Hon’ble Supreme Court in the case of COMMISSIONER OF INCOME TAX VS. MAX INDIA LTD. 2007 295 ITR 282 (SC) had taken note of the fact that Section 80HHC had been amended eleven times and different views existed on the day, when the COMMISSIONER (therein) passed the order in the said case. That apart the Hon’ble Supreme Court also took note of the amendment which was made to the Section in 2005 with retrospective effect and held that such retrospective amendment will not attract the provisions of Section 263. This interpretation would equally apply to a reassessment proceedings under Section 148 of the Act. The relevant portion of the judgment is quoted hereinbelow.

According to the learned Additional Solicitor General, on an interpretation of the provision of section 80HHC(3) as it then stood the view taken by the Assessing Officer was unsustainable in law and therefore the Commissioner was right in invoking section 263 of the Income-tax Act. In this connection, he has further submitted that in fact the 2005 amendment which is clarificatory and retrospective in nature itself indicates that the view taken by the Assessing Officer at the relevant time was unsustainable in law. We find no merit in the said contentions. Firstly, it is not in dispute that when the order of the Commissioner was passed there were two views on the word “profits” in that section. The problem with section 80HHC is that it has been amended eleven times. Different views existed on the day when the Commissioner passed the above order. Moreover, the mechanics of the section have become so complicated over the years that two views were inherently possible. Therefore, subsequent amendment in 2005 even though retrospective will not attract the provision of section 263 particularly when as stated above we have to take into account the position of law as it stood on the date when the Commissioner passed the order dated March 5, 1997 in purported exercise of his powers under section 263 of the Income-tax Act.”

ITAT cannot allege suppression of facts when even reasons recorded for reopening not have any such allegation and the same issue was twice examined by AO in Section 154 proceedings. 

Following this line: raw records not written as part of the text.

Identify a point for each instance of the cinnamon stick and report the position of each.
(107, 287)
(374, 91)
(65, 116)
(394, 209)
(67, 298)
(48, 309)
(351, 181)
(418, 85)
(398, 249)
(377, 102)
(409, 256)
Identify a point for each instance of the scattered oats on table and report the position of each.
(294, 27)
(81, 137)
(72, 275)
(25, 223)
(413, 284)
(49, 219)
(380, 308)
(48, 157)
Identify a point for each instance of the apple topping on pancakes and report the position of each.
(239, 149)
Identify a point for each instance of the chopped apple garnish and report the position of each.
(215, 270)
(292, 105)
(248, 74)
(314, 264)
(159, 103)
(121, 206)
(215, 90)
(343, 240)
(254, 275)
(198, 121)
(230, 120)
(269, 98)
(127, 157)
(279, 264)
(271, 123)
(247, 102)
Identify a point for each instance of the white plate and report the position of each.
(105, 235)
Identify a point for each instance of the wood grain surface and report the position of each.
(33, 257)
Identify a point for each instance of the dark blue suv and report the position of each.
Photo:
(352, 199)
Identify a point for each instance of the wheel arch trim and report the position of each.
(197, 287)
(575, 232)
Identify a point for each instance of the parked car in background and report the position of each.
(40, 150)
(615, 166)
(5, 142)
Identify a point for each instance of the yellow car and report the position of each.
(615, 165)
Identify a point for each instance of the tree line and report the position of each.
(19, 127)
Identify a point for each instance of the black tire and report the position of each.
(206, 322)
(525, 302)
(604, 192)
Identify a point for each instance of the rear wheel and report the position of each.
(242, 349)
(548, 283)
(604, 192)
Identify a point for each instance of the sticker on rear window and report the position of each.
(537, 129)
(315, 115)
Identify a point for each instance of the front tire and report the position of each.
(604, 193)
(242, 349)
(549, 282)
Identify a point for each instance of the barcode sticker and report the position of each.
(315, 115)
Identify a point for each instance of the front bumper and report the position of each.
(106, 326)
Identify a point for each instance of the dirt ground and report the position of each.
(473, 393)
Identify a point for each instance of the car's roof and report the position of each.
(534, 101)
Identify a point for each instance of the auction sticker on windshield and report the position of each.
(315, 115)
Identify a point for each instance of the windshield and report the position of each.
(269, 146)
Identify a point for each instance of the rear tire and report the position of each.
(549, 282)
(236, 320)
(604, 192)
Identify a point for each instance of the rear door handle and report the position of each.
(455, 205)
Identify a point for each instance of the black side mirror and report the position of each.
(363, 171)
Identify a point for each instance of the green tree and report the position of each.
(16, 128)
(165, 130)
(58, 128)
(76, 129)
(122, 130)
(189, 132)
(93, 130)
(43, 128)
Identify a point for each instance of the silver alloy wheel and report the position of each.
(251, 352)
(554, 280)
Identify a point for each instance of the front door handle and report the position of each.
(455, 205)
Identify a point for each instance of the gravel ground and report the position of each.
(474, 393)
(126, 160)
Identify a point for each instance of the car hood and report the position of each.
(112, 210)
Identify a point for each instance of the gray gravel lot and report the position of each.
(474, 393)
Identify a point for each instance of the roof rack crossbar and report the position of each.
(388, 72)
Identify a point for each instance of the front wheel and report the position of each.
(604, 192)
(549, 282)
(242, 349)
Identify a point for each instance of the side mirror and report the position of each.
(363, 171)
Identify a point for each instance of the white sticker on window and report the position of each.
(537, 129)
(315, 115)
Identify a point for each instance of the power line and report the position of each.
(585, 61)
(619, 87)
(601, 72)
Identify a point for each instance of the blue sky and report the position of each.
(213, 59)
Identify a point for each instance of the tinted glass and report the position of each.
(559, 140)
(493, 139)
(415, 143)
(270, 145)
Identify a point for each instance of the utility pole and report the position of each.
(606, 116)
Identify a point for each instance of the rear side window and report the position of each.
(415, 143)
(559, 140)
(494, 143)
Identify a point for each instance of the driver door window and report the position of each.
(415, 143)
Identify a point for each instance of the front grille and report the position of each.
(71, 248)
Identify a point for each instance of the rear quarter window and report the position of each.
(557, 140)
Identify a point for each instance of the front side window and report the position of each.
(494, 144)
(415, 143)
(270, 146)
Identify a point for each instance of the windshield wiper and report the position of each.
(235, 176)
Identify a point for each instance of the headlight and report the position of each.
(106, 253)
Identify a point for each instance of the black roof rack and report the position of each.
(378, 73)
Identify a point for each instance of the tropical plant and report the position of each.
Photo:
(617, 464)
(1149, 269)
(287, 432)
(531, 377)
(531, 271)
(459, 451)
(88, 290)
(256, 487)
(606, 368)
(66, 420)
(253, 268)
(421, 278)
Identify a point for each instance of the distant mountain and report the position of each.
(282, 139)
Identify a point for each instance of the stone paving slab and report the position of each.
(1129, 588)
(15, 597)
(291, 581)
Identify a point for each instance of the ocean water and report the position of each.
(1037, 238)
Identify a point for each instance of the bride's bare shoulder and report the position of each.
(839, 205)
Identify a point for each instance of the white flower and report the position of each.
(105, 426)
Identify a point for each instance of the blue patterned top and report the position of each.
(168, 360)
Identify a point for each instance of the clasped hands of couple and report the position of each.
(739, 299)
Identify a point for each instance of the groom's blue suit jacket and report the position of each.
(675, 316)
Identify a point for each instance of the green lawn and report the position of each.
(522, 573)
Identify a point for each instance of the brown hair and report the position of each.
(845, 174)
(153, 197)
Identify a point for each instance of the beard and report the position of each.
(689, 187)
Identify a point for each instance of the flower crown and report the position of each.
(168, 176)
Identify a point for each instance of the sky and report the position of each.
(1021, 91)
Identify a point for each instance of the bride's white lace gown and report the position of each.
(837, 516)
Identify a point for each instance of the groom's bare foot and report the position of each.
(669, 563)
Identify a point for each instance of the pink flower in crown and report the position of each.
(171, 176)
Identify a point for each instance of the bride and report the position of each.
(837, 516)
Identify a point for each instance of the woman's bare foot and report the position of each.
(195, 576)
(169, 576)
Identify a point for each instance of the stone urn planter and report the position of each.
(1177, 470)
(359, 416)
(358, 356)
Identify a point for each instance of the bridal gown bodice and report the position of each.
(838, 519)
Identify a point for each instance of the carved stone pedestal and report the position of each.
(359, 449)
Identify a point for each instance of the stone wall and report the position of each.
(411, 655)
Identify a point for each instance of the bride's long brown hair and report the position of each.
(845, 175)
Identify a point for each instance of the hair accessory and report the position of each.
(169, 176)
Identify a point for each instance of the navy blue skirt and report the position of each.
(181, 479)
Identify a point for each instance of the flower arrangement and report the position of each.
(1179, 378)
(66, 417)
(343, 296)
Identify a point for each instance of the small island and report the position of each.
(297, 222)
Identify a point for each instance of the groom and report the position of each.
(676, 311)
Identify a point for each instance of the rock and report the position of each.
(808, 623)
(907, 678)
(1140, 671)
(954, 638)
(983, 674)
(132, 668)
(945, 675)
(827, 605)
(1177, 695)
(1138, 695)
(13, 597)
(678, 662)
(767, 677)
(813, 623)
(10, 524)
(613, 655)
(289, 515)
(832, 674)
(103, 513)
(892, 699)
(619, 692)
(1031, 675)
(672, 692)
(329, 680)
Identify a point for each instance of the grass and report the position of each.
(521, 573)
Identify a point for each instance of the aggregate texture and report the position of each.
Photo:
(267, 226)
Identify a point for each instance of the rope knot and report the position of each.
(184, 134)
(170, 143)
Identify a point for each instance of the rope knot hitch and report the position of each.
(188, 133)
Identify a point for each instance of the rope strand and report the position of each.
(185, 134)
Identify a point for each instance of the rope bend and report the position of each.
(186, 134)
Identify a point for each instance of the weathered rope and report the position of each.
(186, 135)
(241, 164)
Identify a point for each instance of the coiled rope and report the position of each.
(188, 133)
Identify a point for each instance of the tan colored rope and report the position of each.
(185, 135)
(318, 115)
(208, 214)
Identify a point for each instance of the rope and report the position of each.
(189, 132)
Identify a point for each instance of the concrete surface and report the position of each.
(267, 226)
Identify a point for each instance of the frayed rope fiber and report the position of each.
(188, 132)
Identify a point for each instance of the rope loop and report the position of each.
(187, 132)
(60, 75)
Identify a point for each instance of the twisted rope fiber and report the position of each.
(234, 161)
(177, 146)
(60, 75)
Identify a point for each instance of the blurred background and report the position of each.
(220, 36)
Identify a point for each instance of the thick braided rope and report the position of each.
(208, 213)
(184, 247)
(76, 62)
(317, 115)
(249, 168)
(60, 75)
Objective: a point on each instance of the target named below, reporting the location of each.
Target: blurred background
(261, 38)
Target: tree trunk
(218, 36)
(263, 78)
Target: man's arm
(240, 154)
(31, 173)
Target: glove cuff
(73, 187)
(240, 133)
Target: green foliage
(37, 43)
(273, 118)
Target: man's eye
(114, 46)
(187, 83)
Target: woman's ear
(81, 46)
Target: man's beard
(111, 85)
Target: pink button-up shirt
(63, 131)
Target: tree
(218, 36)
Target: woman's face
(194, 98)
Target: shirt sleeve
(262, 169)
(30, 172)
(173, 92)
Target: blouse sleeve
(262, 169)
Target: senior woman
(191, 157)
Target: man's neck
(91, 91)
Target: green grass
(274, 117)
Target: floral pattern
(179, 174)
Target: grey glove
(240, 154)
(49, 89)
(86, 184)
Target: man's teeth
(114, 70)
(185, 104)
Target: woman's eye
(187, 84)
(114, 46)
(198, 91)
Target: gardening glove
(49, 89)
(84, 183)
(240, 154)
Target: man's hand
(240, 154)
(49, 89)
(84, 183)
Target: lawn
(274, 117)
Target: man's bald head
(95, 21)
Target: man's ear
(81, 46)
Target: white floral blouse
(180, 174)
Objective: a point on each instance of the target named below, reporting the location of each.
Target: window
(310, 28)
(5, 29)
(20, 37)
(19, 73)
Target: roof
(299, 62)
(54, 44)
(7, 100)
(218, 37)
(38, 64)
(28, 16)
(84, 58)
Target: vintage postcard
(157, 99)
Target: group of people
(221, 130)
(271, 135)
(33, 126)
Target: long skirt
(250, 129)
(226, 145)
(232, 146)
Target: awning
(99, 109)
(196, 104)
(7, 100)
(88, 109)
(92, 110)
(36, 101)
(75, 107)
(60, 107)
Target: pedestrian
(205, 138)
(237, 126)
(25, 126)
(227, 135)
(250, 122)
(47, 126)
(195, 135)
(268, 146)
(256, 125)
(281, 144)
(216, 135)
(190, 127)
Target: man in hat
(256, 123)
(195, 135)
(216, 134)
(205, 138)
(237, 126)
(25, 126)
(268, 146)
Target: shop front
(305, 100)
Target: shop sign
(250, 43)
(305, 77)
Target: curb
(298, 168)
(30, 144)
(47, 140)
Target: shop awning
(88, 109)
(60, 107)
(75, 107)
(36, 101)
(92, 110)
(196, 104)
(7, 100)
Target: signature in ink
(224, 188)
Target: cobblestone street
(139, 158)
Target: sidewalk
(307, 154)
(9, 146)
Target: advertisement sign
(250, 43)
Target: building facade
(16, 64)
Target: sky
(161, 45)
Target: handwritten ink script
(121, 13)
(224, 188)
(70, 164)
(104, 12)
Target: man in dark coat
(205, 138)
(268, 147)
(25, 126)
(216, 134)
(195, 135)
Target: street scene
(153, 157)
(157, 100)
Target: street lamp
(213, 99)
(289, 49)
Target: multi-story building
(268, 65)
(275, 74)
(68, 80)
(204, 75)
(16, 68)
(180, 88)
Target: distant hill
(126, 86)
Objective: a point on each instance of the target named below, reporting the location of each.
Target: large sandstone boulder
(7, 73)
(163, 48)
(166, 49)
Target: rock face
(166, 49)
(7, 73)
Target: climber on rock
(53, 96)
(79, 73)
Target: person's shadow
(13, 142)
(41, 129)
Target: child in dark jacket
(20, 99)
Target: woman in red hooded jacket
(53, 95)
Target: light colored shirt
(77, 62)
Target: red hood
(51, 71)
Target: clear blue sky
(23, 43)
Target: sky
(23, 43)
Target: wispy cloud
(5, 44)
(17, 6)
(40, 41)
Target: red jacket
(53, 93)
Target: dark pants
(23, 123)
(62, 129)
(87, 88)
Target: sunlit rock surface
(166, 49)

We find that the learned Tribunal has written an elaborate order. However, we are surprised to find that the learned Tribunal has held that the assessee suppressed the material facts which was never the allegation in the reasons recorded for reopening. It is not clear as to on what basis the learned Tribunal came to such a conclusion. In fact, the learned Tribunal has accepted the legal position that the assessment cannot be done on a mere change of opinion. However, it sought to justify the reassessment order on the ground that the certificate furnished by the Chartered Accountant the figure of loss was not shown, though the figure of the sale proceeds of the trading goods and the direct and indirect costs were shown. That apart, we find that the finding of the learned Tribunal that the assessing officer had no occasion to or did not examine the claim for deduction under Section 80HHC of the Act is thoroughly flawed and equally is the finding of the learned Tribunal that there was suppression of facts made by the assessee. In the preceding paragraphs we have pointed out that not only once but twice proceedings under Section 154 of the Act was initiated and both the proceedings were on the very same issue as regards the entitlement of the assessee to claim deduction under Section 80HHC of the Act. Therefore, such finding of the learned tribunal was absolutely perverse. The learned Tribunal also had held that no conscious opinion was formed by the assessing at the original assessment stage while allowing deduction under Section 80HHC of the Act and there was no exemption or deliberation. This finding appears to be no supported by any justifiable reasons but on a perusal of the assessment order it is definitely clear that the case was discussed with the assessee and thereafter taking into consideration the Chartered Accountant’s certificate the deduction as claimed was granted. In fact, there were two decisions of the learned Tribunal which were namely, International Research Park Laboratories Ltd. and A.M. Moosa which decisions would clearly support the stand and the conclusion arrived at the by the assessing officer while completing the scrutiny assessment under Section 143(3) of the Act vide order dated 3.3.1997.